BAGAIMANA MEMULAI AGAMA ANDA
Langkah Empat: Ritual Pengorbanan
Tumbuh besar di
Texas, Yesus dan sepak bola adalah satu-satunya tuhan di sana. Dan ketika saya
belajar menikmati sepak bola walaupun bermain tidak bagus, semua hal tentang
Yesus tidak pernah menjadi masuk akal bagi saya. Yesus hidup, lalu kemudian
mati, tapi kemudian bangkit lagi, kemudian mati lagi. Dan ia adalah manusia,
tapi juga Tuhan, dan kini ia sejenis manusia yang dirasuki roh yang mencintai semuanya
tanpa batas (kecuali gay).

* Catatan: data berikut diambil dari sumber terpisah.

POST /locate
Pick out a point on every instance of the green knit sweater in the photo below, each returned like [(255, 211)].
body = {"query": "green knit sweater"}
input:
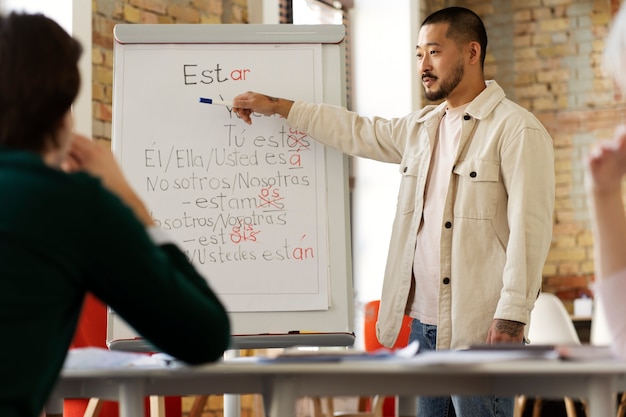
[(63, 235)]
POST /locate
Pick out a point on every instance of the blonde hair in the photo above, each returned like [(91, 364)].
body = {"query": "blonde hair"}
[(614, 57)]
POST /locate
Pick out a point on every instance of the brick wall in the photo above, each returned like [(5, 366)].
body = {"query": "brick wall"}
[(546, 55), (107, 13)]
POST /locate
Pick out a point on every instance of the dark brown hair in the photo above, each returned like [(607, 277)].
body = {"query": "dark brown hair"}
[(39, 80), (464, 26)]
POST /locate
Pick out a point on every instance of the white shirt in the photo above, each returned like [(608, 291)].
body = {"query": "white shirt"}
[(426, 265)]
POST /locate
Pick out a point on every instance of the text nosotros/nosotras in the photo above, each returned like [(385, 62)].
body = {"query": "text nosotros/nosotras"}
[(239, 181)]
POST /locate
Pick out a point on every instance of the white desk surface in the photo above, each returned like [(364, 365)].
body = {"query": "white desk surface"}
[(596, 381)]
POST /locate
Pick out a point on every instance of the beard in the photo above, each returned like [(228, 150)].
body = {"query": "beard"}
[(448, 85)]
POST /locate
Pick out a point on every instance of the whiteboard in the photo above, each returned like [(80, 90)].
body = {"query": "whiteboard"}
[(262, 211)]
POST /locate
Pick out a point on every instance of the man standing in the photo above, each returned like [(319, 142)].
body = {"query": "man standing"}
[(474, 216)]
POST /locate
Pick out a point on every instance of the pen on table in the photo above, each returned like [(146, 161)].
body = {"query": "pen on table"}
[(216, 102)]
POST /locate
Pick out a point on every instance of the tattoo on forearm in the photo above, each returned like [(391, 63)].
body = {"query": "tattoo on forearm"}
[(512, 328)]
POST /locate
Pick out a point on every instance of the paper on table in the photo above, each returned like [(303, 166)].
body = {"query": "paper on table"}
[(91, 357), (327, 355)]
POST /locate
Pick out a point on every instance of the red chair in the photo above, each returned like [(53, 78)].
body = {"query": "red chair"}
[(372, 344), (375, 406), (91, 331)]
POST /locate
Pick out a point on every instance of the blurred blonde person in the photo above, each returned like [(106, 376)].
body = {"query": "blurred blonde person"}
[(606, 167)]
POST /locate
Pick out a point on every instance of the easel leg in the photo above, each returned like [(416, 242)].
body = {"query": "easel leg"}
[(232, 402)]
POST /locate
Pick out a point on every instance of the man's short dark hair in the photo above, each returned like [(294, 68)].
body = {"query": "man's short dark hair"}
[(464, 26)]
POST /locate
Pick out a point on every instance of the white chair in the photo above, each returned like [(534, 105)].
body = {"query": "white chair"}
[(550, 324), (600, 337)]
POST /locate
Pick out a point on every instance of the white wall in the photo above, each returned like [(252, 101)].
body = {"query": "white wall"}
[(75, 17), (385, 84)]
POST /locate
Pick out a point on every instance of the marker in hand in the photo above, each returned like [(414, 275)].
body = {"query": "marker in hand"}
[(216, 102)]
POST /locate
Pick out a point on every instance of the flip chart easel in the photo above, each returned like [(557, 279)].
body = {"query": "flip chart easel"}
[(263, 210)]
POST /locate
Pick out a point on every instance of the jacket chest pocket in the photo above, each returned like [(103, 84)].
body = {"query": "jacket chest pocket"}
[(477, 187), (408, 186)]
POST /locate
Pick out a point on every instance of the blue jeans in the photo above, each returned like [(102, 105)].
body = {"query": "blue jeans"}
[(455, 406)]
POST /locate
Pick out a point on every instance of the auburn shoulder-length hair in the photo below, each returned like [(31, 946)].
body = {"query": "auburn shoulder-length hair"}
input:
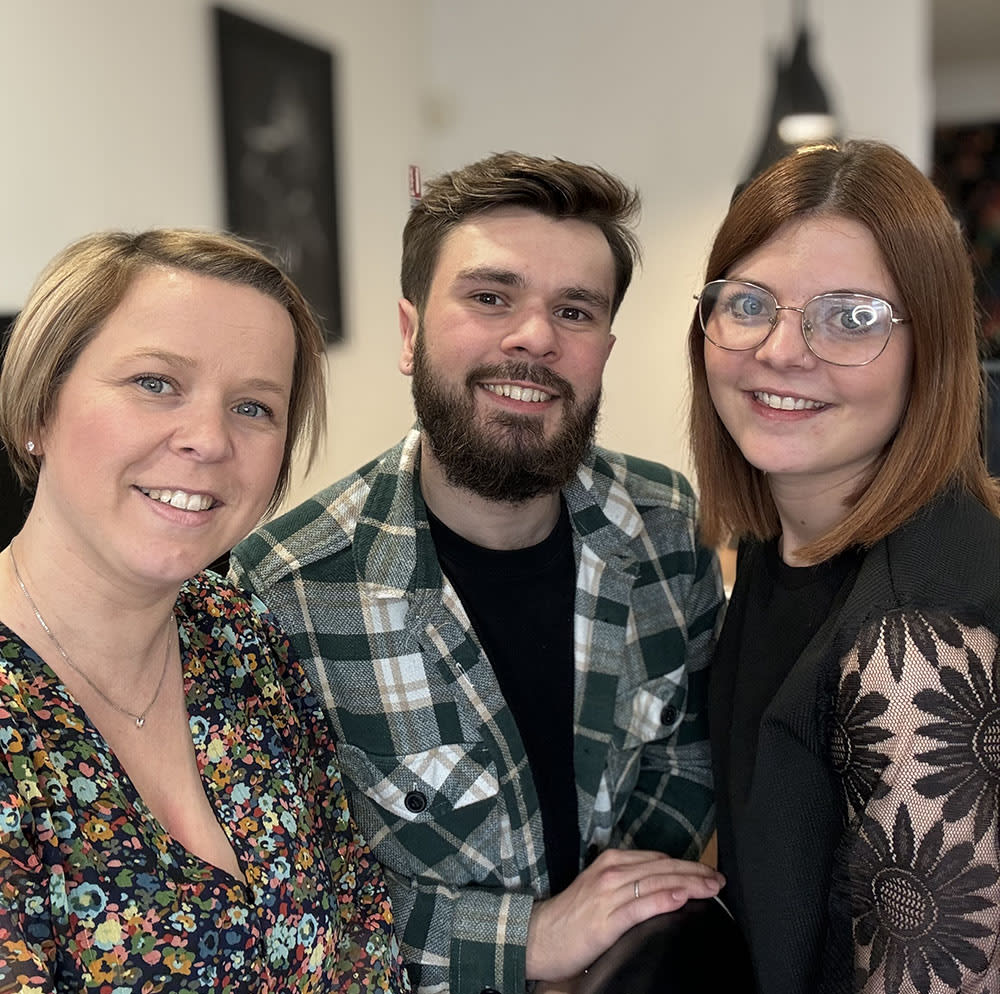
[(938, 442)]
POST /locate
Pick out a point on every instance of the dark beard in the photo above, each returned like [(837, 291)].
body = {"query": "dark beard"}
[(507, 459)]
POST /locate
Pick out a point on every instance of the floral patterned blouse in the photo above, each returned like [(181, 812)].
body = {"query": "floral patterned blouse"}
[(96, 896)]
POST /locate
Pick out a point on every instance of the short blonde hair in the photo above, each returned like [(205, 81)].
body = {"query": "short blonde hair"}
[(86, 281), (937, 444)]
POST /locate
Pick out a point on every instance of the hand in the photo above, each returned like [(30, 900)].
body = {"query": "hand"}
[(556, 986), (566, 933)]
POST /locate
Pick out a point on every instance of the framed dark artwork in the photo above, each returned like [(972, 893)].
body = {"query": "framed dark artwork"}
[(13, 500), (967, 171), (280, 168)]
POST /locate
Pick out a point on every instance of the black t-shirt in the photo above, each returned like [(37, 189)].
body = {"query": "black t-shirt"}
[(520, 603)]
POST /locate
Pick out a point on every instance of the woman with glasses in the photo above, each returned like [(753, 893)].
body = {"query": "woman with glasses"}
[(855, 692)]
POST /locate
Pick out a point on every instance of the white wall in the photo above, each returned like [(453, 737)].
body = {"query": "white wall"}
[(110, 112), (967, 93)]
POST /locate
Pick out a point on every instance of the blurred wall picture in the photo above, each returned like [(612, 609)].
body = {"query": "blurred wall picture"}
[(280, 165), (13, 500), (967, 171)]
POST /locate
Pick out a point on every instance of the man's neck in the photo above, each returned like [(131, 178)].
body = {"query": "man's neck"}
[(487, 523)]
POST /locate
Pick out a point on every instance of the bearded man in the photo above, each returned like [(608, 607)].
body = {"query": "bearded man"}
[(509, 626)]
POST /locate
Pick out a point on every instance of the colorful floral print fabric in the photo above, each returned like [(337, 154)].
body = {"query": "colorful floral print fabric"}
[(96, 896)]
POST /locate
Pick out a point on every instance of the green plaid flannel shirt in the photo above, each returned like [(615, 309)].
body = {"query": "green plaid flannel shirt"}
[(437, 775)]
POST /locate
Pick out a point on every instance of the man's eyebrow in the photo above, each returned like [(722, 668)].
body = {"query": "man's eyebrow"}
[(507, 277), (487, 274), (585, 295)]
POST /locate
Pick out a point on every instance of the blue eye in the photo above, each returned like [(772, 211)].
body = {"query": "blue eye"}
[(253, 409), (744, 304), (862, 316), (152, 383)]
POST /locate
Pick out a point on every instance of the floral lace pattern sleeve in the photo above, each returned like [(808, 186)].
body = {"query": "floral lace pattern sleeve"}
[(916, 741)]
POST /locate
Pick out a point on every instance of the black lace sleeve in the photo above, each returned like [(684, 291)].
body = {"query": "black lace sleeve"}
[(916, 741)]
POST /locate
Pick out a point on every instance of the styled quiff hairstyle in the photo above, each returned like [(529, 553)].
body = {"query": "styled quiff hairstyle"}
[(937, 444), (553, 187), (86, 281)]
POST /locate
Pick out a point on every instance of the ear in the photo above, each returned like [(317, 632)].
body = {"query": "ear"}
[(409, 323)]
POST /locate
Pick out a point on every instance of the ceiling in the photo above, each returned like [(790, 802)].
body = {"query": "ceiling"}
[(965, 30)]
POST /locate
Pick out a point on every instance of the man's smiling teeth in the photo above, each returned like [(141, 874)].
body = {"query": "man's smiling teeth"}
[(181, 499), (518, 393), (778, 403)]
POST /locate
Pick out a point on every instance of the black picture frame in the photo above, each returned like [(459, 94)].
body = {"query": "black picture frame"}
[(14, 502), (277, 107)]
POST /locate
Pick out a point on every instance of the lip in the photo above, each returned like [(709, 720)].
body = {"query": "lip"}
[(785, 402), (512, 390), (175, 503)]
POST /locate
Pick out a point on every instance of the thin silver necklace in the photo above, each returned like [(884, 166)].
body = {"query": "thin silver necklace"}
[(140, 718)]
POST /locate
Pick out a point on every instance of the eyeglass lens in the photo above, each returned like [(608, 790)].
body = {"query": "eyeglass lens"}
[(844, 328)]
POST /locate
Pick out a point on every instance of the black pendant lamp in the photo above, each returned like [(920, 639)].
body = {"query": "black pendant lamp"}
[(800, 109)]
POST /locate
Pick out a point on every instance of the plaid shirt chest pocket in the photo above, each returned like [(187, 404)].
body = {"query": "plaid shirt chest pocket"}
[(646, 717), (449, 793)]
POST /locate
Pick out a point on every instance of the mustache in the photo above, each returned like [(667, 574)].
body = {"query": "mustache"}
[(526, 372)]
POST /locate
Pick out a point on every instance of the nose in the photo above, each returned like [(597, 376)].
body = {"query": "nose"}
[(203, 432), (532, 333), (786, 345)]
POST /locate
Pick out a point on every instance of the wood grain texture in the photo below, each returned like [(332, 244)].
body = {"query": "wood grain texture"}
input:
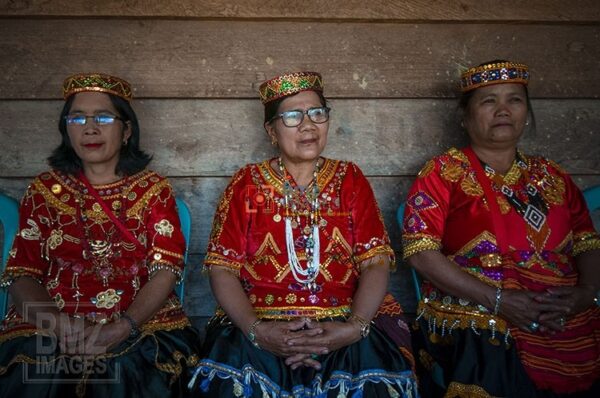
[(385, 137), (229, 59), (386, 10)]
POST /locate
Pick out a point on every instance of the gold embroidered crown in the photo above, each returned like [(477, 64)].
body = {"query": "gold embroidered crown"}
[(96, 82), (290, 83), (494, 73)]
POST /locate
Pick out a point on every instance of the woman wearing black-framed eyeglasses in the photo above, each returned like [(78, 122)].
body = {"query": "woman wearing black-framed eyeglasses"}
[(299, 261), (94, 264)]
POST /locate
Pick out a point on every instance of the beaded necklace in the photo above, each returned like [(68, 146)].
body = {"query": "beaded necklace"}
[(310, 233), (101, 251)]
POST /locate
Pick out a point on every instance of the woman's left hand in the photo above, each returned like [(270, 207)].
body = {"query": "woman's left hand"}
[(335, 335), (575, 299)]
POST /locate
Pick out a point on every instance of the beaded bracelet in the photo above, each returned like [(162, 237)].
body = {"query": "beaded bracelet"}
[(252, 333), (365, 327), (498, 300), (135, 330)]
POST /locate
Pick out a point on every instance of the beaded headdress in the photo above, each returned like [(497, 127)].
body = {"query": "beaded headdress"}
[(290, 83), (99, 82), (494, 73)]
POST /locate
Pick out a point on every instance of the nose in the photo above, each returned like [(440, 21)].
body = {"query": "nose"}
[(306, 123), (502, 109)]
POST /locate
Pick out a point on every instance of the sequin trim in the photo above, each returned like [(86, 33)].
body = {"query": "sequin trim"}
[(411, 247)]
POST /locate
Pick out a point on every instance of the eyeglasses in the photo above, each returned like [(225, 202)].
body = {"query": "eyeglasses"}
[(101, 119), (294, 118)]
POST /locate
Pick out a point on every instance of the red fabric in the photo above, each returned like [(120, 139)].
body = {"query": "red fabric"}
[(50, 243), (447, 209), (246, 238)]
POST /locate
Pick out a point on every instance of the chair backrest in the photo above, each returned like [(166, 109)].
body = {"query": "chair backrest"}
[(415, 275), (185, 218), (592, 198), (9, 217)]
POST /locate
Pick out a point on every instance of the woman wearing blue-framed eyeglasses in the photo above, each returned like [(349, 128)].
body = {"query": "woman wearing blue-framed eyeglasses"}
[(94, 264), (299, 260)]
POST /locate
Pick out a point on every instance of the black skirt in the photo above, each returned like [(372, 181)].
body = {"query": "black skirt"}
[(152, 365), (233, 367)]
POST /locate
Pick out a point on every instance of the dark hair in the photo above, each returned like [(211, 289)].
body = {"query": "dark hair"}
[(272, 108), (131, 159), (465, 98)]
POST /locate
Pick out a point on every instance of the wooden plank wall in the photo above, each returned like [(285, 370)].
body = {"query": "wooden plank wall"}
[(389, 67)]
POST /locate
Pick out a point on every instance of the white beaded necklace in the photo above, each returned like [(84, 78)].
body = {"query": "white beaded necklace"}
[(312, 245)]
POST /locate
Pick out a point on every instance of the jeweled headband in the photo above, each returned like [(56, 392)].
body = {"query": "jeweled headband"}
[(495, 73), (290, 83), (98, 82)]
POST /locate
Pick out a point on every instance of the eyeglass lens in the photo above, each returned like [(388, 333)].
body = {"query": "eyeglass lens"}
[(101, 119), (316, 115)]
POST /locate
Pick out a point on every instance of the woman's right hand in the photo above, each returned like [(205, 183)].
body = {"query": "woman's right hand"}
[(521, 308), (274, 337)]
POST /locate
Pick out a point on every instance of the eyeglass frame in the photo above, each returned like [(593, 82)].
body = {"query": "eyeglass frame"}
[(94, 118), (280, 116)]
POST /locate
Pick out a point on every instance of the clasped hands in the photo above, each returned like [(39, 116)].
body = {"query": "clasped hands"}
[(546, 312), (301, 341), (77, 336)]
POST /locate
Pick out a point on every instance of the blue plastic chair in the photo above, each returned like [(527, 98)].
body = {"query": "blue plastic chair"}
[(415, 276), (592, 198), (9, 217), (437, 373), (185, 218)]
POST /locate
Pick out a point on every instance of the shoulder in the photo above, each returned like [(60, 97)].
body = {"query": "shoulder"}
[(536, 162), (52, 182), (148, 180)]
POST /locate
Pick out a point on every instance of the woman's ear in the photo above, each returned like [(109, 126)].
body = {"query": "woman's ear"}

Semua itu menabrak saya secara acak, dan saya
merasa—bagaimana ya menjelaskannya?—orang yang pertama kali membuat konsep ini
seperti membikin sesuatu yang tak berfaedah.
Jangan salah sangka: saya dapat saja belajar dari ajaran moral Kristus:
menjadi baik dan mencintai tetangga dan sejenisnya. Kelompok anak muda punya
hal-hal menyenangkan. (Kamping Yesus mungkin aktivitas musim panas paling
menyenangkan sepanjang waktu.) Dan gereja memberikan kue gratis, di semua
ruang, setiap Minggu pagi, yang mana ketika Anda masih anak-anak, itu sangat
menyenangkan.
Tapi bila saya benar-benar jujur, saya bukan seorang Kristen, saya tidak
menyukainya karena alasan yang bodoh: orangtua saya membuat pakaian dungu untuk
saya pakai ke sekolah Minggu. Benar. Saya mempertanyakan iman keluarga lalu
menjadi ateis pada usia dua belas.
Saya ingat bertanya kepada ayah, “Bila Tuhan sudah tahu segalanya dan
mencintai saya tidak peduli apapun situasinya, kenapa dia peduli dengan apa
yang saya kenakan di hari Minggu?” Ayah membungkam saya. “Tapi, Ayah, bila
Tuhan akan mengampuni segala dosa tidak peduli seberat apapun itu, kenapa tidak
berbohong dan curang dan merampok setiap hari?” Bungkam lagi. “Tapi ayah—“
Gereja tidak pernah mencela saya. Saya was-was menggunakan T-shirt ke
sekolah Minggu sebelum buah zakar saya tergelincir, dan beberapa tahun
kemudian, saya bergelut dengan buku Nietzche pertama yang saya baca. Dari sana,
semuanya hanya tentang kaki jurang. Saya mulai berlebihan. Saya pergi ke
sekolah Minggu hanya untuk merokok di tempat parkir. Semua sudah usai; saya
seorang kafir tak bertuhan.
Pertanyaan kritis dan skeptisme membuat guru sekolah Minggu menarik saya
dan menawarkan kesepakatan: dia akan memberi saya nilai sempurna dan
memuji-muji saya di depan orangtua bahwa saya adalah model siswa ideal, tapi
saya harus berhenti mempertanyakan inkonsistensi logika dalam Injil di depan
anak-anak lain. Saya sepakat.
Ini tidak akan mengejutkan Anda, saya bukan orang yang spiritual—tidak
ada keyakinan spiritual untuk saya, terima kasih. Saya menerima kenikmatan
menyakitkan dari kekacauan dan ketidakpastian. Sialnya, telah mengutuk saya
untuk berjibaku dengan Kebenaran Mencemaskan. Tapi pergulatan itu membuat saya
menerima diri saya sendiri.
Kini saya semakin tua, secara pemikiran. Saya mengambil pakaian yang
sering dikenakan Yesus. Walaupun setelah saya pikir-pikir, sikap itu bukan demi
orang tua (atau Tuhan) yang menyiksa saya. Itu tentang menghargai. Dan bukan
kepada Tuhan, tapi kepada komunitas, kepada agama. Memakai setelan tertentu di
hari Minggu adalah tentang memberi sinyal kebajikan kepada pengunjung gereja
lain: “Inilah barang-barang Yesus”. Ini bagian dari dinamika kita-vs-mereka. Ini sinyal bahwa Anda adalah bagian
dari “kita” dan Anda harus diperlakukan dengan surup.
Dan kemudian
terdapat jubah … Pernah memperhatikan momen terpenting dalam hidup di mana
terdapat seseorang memakai jubah? Pernihakan, kelulusan, pemakaman, pengadilan,
operasi jantung, pembaptisan, dan tentu saja, upacara misa gereja.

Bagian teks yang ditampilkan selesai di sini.